Um mapa para se achar nas dicas

Para ajudar quem vai pra Berlim a se achar nas dicas, criei esse mapinha no google com todos os lugares de onde já falei aqui no blog. Além das dicas já dadas, ali tem outros lugares dos quais não consegui falar ainda e você, amiguinho leitor e viajante, também pode colaborar. O mapa está aberto pra quem quiser deixar sua dica ali. É só clicar e participar :)

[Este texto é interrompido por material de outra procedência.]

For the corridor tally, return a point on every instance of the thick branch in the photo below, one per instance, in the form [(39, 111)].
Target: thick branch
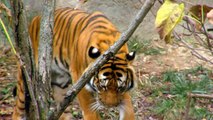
[(102, 60), (43, 82), (23, 44)]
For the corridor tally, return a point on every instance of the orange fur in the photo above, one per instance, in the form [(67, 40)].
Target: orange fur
[(79, 38)]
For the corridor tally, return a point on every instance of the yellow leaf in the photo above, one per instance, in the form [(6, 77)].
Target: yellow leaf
[(168, 16)]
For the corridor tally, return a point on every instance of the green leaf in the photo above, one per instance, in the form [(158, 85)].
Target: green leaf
[(168, 16)]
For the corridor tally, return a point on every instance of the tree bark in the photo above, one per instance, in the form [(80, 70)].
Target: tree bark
[(23, 45), (71, 94), (43, 91)]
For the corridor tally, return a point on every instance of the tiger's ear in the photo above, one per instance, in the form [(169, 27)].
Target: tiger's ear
[(130, 56), (94, 52)]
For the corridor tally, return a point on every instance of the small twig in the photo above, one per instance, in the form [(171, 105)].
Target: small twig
[(186, 115), (207, 39), (206, 96)]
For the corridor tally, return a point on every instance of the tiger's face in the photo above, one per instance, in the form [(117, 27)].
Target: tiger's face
[(113, 79)]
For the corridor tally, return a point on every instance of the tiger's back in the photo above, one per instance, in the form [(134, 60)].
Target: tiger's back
[(79, 38)]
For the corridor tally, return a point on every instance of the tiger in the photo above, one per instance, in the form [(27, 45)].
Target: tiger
[(79, 38)]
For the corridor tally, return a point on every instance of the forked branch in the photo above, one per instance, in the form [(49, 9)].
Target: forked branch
[(102, 60)]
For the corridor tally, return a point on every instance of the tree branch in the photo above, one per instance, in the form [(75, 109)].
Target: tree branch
[(43, 80), (23, 44), (102, 60)]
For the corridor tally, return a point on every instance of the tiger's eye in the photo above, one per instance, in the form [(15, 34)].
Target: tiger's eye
[(94, 52), (119, 74), (106, 74)]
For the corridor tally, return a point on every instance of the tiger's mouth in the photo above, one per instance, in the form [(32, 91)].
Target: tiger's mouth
[(100, 105)]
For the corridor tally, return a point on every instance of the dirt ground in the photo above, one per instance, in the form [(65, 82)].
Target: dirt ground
[(172, 57)]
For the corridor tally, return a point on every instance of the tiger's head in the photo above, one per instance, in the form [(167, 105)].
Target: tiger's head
[(114, 78)]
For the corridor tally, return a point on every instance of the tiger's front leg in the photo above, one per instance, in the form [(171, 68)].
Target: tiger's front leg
[(127, 111), (86, 99)]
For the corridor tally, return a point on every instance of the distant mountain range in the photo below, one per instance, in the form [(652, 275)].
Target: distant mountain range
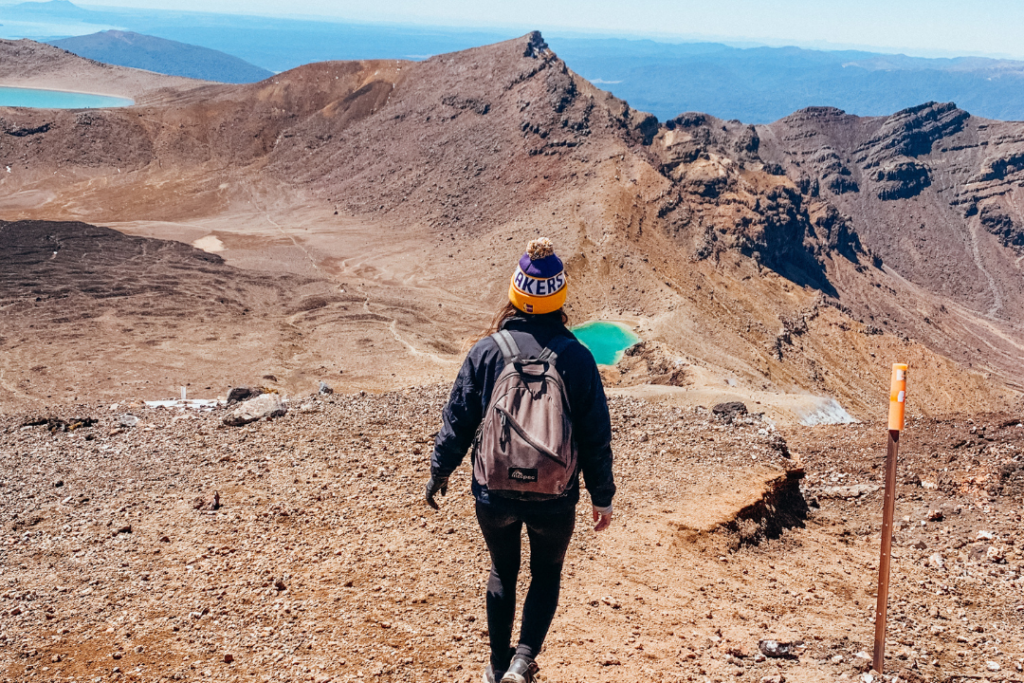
[(754, 85), (764, 84), (126, 48)]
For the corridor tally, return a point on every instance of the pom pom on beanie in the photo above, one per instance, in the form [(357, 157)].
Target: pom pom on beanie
[(540, 248)]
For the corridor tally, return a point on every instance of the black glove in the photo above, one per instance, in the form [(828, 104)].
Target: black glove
[(435, 484)]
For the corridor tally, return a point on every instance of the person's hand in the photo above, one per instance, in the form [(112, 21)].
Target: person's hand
[(603, 519), (435, 484)]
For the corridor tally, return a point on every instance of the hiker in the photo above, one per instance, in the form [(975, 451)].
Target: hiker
[(528, 398)]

Visualizar Lugares de Berlim em um mapa maior

segunda-feira, 7 de maio de 2012

Fim de festa, mas nem tanto



As últimas semanas em Berlim, como era de se esperar, foram cheias e não sobrou nenhum segundinho pra sentar e escrever pro blog. Isso significa também que nessas semanas deu para juntar um bom material postável. Assim, estou de volta em Porto Alegre, mas esse blog segue (não se sabe ainda até quando) com dicas de lugares e coisas pra fazer na melhor cidade do mundo :P

Pra não dar aquela dorzinha no coração ao pensar em Berlim, o primeiro post aqui do Brasil é mais um fato sobre a Alemanha do que sobre Berlim. A ideia surgiu numa conversa com a Luiza, que não está no Canadá, mas em Hamburgo.  A gente debatia sobre algumas tosqueiras musicais da noite na Alemanha. Se for a uma festa daquelas "toca tudo"ou na casa de alguém, é muito provável que você em algum momento vá ouvir alguma dessas músicas. Não dá pra enquadrar todas em um gênero só e nem todas são coisas que se levam a sério. São piadas que viraram coisa séria, como acaba acontecendo algumas vezes.

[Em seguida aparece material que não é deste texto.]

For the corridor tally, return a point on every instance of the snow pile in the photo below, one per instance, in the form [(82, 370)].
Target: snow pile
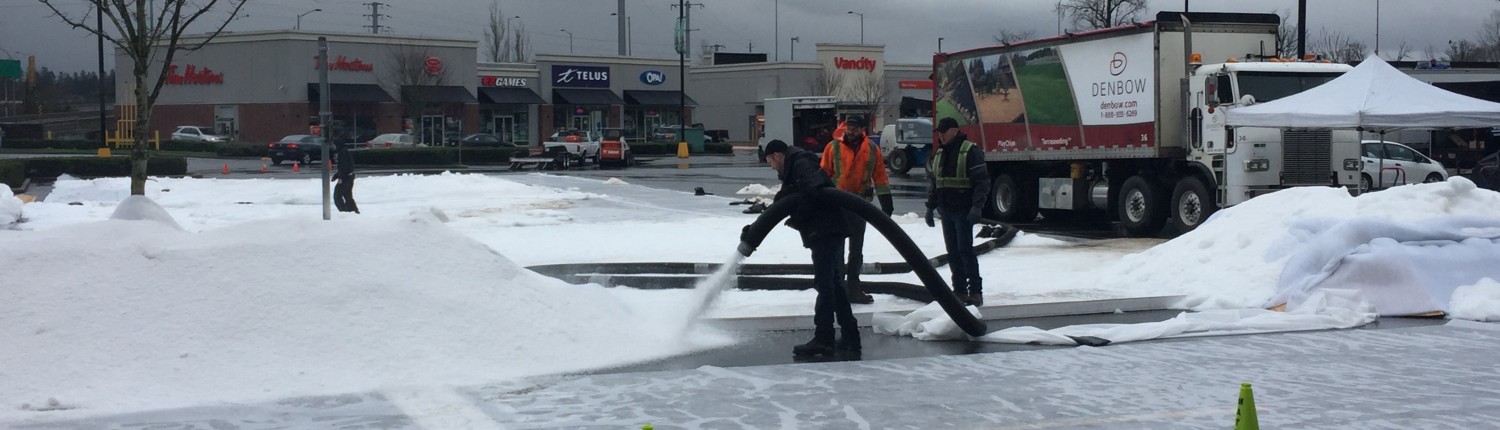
[(759, 191), (1323, 310), (9, 207), (1403, 268), (131, 315), (1479, 301), (143, 209), (1235, 259)]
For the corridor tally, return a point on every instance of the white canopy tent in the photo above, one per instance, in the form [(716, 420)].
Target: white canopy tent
[(1374, 98)]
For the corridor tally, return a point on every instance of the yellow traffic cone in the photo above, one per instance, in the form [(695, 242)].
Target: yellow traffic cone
[(1245, 415)]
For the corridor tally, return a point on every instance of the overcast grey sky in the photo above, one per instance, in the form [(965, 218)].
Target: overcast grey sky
[(909, 29)]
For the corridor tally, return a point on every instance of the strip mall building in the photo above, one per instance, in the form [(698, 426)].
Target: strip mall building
[(261, 86)]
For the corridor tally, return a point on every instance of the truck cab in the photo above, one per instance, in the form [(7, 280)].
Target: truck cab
[(906, 143)]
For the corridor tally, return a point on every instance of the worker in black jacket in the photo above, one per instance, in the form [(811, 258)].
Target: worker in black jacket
[(344, 191), (957, 186), (824, 228)]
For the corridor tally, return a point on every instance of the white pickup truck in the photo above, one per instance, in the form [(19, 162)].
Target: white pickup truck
[(564, 150)]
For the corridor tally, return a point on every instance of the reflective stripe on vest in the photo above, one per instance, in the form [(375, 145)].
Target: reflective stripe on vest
[(960, 177)]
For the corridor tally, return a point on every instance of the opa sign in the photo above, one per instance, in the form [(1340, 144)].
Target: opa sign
[(653, 78)]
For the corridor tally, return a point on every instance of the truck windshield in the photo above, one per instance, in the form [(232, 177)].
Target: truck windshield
[(1269, 86)]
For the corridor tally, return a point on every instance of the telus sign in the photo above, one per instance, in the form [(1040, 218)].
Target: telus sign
[(585, 77)]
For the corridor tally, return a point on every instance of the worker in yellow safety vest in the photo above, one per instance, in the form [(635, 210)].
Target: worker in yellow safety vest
[(957, 188), (857, 167)]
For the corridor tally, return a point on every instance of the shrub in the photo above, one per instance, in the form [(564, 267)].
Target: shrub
[(431, 156), (15, 170)]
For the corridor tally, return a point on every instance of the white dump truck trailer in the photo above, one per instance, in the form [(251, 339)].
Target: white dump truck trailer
[(1127, 123)]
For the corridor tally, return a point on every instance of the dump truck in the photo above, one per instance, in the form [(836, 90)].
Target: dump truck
[(1127, 123), (806, 122)]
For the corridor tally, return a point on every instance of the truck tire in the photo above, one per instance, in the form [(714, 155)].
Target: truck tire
[(1191, 203), (1142, 206), (1011, 201), (900, 161)]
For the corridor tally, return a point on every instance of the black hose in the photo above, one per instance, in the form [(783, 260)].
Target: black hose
[(888, 228)]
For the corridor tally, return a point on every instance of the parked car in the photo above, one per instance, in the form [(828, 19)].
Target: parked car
[(1487, 173), (296, 147), (486, 140), (392, 141), (614, 150), (572, 146), (197, 134), (1403, 165)]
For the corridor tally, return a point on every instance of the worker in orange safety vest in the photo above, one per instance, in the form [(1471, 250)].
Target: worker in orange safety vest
[(857, 167)]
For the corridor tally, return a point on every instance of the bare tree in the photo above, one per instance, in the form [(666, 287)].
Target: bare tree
[(147, 35), (1338, 47), (1286, 36), (1103, 14), (408, 72), (870, 93), (827, 83), (1403, 51), (504, 42), (1011, 36)]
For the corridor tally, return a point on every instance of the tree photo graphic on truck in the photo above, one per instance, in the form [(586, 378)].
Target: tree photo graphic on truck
[(1118, 125)]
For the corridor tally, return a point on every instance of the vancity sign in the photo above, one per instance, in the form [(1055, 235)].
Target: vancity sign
[(863, 63)]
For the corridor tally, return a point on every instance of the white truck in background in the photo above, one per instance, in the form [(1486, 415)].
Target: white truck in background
[(792, 120), (1121, 125)]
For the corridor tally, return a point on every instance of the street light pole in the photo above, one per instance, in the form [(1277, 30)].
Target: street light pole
[(861, 26), (303, 14)]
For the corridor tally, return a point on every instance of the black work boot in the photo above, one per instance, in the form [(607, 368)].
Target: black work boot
[(822, 345), (960, 288), (848, 345), (977, 291)]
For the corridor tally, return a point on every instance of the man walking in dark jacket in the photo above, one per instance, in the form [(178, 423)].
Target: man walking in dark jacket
[(344, 191), (824, 228), (957, 186)]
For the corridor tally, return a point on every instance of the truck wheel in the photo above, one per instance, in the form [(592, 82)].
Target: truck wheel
[(1142, 207), (1191, 204), (900, 161), (1011, 201)]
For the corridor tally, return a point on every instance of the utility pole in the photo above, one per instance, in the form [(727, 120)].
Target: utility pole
[(375, 17), (621, 24), (686, 12)]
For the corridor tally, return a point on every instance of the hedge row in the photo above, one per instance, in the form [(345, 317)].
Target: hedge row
[(431, 156), (221, 149), (14, 171)]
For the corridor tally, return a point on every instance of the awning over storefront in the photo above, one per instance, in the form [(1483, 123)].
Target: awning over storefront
[(509, 96), (441, 93), (650, 98), (357, 93), (575, 96)]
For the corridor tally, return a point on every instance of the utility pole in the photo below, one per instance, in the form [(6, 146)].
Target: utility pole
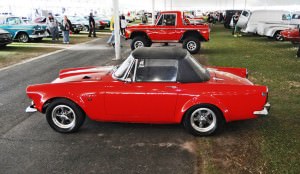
[(153, 12), (117, 29)]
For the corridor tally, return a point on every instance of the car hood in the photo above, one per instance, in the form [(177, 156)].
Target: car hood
[(222, 77), (93, 73)]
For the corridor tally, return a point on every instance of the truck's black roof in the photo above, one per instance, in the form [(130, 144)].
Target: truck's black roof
[(159, 53)]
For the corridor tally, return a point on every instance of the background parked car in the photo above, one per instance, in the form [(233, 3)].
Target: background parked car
[(42, 22), (103, 20), (80, 20), (21, 31), (5, 38), (99, 25), (292, 35)]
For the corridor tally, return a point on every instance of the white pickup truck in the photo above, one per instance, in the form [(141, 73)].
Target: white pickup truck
[(268, 22)]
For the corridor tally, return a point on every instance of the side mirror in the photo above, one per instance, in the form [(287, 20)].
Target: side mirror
[(128, 80)]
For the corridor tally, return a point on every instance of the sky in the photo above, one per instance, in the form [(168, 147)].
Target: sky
[(21, 7)]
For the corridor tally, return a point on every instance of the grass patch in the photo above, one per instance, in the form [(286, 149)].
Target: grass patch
[(266, 145), (16, 52)]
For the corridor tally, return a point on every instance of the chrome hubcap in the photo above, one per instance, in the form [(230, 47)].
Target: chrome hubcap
[(63, 116), (191, 45), (203, 120), (138, 44), (23, 38)]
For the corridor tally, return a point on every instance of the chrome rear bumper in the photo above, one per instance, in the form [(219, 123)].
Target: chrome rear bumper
[(31, 108), (265, 111)]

Mas vamos lá, apresento aqui algumas tosqueiras de fim de festa (ou nem sempre) que a galera vai toda dançar e cantar junto em alemão. Divirtam-se!

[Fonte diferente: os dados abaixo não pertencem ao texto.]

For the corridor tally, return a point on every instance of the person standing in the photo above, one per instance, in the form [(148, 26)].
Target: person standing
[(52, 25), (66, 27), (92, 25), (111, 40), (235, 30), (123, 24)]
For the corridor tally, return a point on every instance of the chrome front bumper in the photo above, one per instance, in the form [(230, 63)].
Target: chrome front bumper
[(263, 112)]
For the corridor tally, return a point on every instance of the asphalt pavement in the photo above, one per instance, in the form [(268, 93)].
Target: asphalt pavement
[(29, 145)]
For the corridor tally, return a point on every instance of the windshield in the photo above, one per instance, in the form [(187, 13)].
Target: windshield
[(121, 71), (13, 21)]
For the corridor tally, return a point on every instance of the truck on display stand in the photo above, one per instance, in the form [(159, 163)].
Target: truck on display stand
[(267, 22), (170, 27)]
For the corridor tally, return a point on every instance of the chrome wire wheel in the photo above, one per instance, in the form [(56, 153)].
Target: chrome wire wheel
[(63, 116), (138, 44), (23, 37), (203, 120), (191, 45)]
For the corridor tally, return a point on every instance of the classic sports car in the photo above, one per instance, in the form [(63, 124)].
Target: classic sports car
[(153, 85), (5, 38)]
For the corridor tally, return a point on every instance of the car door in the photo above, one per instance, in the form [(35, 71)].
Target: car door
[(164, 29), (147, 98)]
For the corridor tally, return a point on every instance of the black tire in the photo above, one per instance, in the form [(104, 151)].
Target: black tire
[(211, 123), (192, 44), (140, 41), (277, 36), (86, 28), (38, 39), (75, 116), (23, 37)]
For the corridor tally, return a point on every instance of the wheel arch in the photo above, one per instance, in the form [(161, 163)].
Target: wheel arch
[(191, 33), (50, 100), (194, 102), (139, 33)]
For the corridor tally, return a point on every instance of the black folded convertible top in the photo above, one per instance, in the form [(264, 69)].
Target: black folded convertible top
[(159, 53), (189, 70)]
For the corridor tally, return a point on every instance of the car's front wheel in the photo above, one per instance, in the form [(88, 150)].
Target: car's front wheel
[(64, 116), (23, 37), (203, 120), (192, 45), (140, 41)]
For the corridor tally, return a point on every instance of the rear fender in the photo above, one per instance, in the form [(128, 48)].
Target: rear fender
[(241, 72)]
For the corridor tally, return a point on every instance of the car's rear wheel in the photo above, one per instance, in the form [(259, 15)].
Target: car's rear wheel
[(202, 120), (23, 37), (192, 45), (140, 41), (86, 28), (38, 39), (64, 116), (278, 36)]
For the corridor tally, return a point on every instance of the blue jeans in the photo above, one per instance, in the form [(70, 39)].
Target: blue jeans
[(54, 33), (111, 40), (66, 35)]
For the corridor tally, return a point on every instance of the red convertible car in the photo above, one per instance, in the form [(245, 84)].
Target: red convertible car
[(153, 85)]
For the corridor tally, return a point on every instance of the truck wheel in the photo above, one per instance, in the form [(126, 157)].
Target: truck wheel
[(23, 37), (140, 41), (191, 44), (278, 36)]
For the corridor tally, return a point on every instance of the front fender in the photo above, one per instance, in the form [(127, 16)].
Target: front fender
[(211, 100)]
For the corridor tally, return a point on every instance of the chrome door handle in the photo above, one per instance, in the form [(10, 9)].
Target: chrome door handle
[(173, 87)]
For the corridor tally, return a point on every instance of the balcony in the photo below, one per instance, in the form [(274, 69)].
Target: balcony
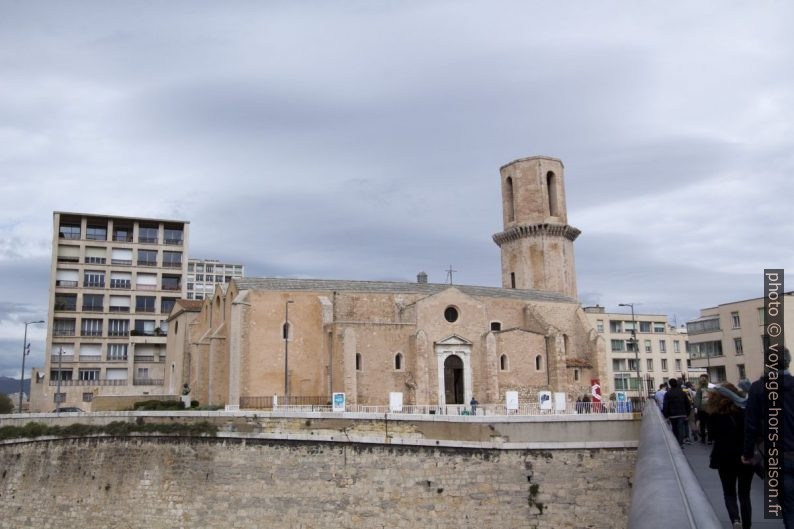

(se você estiver sem paciência, mas quiser ver uma das coisas mais toscas do universo, recomendo correr direto para o fim do post)

Deichkind - Remmidemmi
Eles se chamam de uma banda de TechRap (mistura de techno com rap) e, com bastante humor e um tanto de ironia, nessa música eles descrevem uma festa "muito louca". Porque, né, "pessoas impulsivas não conhecem limites". A banda é conhecida por algumas das apresentações mais doidas da Alemanha, assim o vídeo aí tem um monte de shows deles.


Já esse outro vídeo aqui saiu esse ano e é meio no espírito "classe média tira sarro". Por que é "ruim pra cabeça, ruim pro futuro, mas infelizmente foda"

Frauenarzt & Manny Marc - Das Geht Ab
Acho que pouca coisa faz todo mundo cantar (especialmente depois de uma certa hora da noite com uma certa quantidade de cerveja na cabeça) como isso aqui. É basicamente o cara dizendo que eles vão festejar a noite inteira. É o tipo de música que, querendo ou não, todo mundo lá conhece e sabe cantar.




Laserkraft 3D - Nein Mann
Eu não consigo levar isso aqui a sério e não sei se alguém no universo consegue. É o carinha cantando o tempo todo: "Não, cara, eu não quero ir ainda. Eu ainda quero dançar um pouco mais"


Alexander Marcus - Ciao Ciao Bella
Sabe quando a piada vira coisa séria? Isso é um dos melhores exemplos pra isso. Assim como no Brasil galera faz piada com o funk e fica famoso, na Alemanha nego tira sarro de Schlagermusik, que de uma maneira grosseira dá pra dizer que é o equivalente da nossa música sertaneja/brega. O espertinho aí transformou esse gênero de música hiper popular em "eletro", virou essa persona de cabelo cheio de gel, blazer e bronzeado artificial. Faz (fez?) o maior sucesso. O cara viaja a Alemanha inteira fazendo shows em hotéis chiques e nas apresentações todo mundo vai "fantasiado" tipo ele. A legítima piada que perdeu o controle hehehe




E como não podia faltar: duas famosas músicas do gênero "para beber"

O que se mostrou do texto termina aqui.